It's a new year for Albany -- and with it new challenges, including a $4.5 billion budget shortfall lawmakers have to close.
"I always worry about a difficult year, because this governor has tremendous power -- more power than any executive than any state in the nation," said Sen. Jim Tedisco (R - Glenville). "On the other side of this, it may be an easier year. When you don't have the money, you have to rein in your spending. You have to tighten up your belt."
When Governor Andrew Cuomo delivers his eighth State of the State address Wednesday, some lawmakers want to see how he'll tackle jobs in upstate New York and whether he'll propose any remedies to public corruption.
"The upstate economy is still not percolating along as it may be in New York City," said Assembly minority leader Brian Kolb. "What are we going to do about corruption? That's going to be a huge topic after the first of the year."
The case of Cuomo's former close aide Joe Percoco and prominent upstate developers will go to trial later this month. The defendants are charged with bid rigging and bribery. Now some lawmakers want to scale back the economic development spending at the heart of those cases.
"We have to look at all the different programs, like the economic development programs. We want to do a full review on that," said Sen. Cathy Young (R - Olean).
For Democrats, there's a concern the deficit could harm progress made last year, like in higher education.
"We're providing free college. We don't want to let quality slip within our colleges," said Assemblywoman Pat Fahy (D - Albany).
And then there are the politics of 2018, with a Democratic deal to unify the state Senate struck last year.
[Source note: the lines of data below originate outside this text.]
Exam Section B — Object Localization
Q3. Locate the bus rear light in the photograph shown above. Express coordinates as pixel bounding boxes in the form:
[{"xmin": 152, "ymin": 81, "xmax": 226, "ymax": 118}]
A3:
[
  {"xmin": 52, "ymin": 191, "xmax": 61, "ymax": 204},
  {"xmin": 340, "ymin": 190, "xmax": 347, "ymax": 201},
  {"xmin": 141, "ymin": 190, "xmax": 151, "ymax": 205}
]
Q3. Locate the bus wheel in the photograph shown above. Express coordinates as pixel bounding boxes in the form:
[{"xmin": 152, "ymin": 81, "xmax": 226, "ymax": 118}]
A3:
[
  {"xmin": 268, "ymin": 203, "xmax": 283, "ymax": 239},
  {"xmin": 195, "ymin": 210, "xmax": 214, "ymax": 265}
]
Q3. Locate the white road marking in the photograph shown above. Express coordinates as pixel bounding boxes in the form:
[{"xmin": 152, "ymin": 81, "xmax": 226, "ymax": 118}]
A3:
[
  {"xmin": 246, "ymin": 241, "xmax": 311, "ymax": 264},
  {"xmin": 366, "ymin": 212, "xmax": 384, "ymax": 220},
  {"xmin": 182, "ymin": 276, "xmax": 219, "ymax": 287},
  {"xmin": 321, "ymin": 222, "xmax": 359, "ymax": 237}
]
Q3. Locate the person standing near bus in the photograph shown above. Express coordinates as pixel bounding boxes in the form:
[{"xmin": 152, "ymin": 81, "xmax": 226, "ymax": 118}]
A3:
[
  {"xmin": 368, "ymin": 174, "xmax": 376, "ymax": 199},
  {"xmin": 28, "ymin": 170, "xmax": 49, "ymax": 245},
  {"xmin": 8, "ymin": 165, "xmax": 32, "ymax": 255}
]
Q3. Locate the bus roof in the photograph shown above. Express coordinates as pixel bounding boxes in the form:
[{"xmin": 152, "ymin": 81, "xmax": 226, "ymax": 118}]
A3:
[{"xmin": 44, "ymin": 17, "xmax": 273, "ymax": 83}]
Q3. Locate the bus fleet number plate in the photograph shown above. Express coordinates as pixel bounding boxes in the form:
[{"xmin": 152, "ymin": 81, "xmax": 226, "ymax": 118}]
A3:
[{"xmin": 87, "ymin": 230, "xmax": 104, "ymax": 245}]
The deal remains fragile. Republicans argue the state is better off with a divided, bipartisan government.
"If we have one voice, a lot of people are going to be getting on a bus, more so than now," Tedisco said. "That's not the trajectory I'm talking about. I believe the taxpayers of New York state want to keep two alternative voices."
The Senate could flip to Democratic control soon after the budget, but only if the deal holds.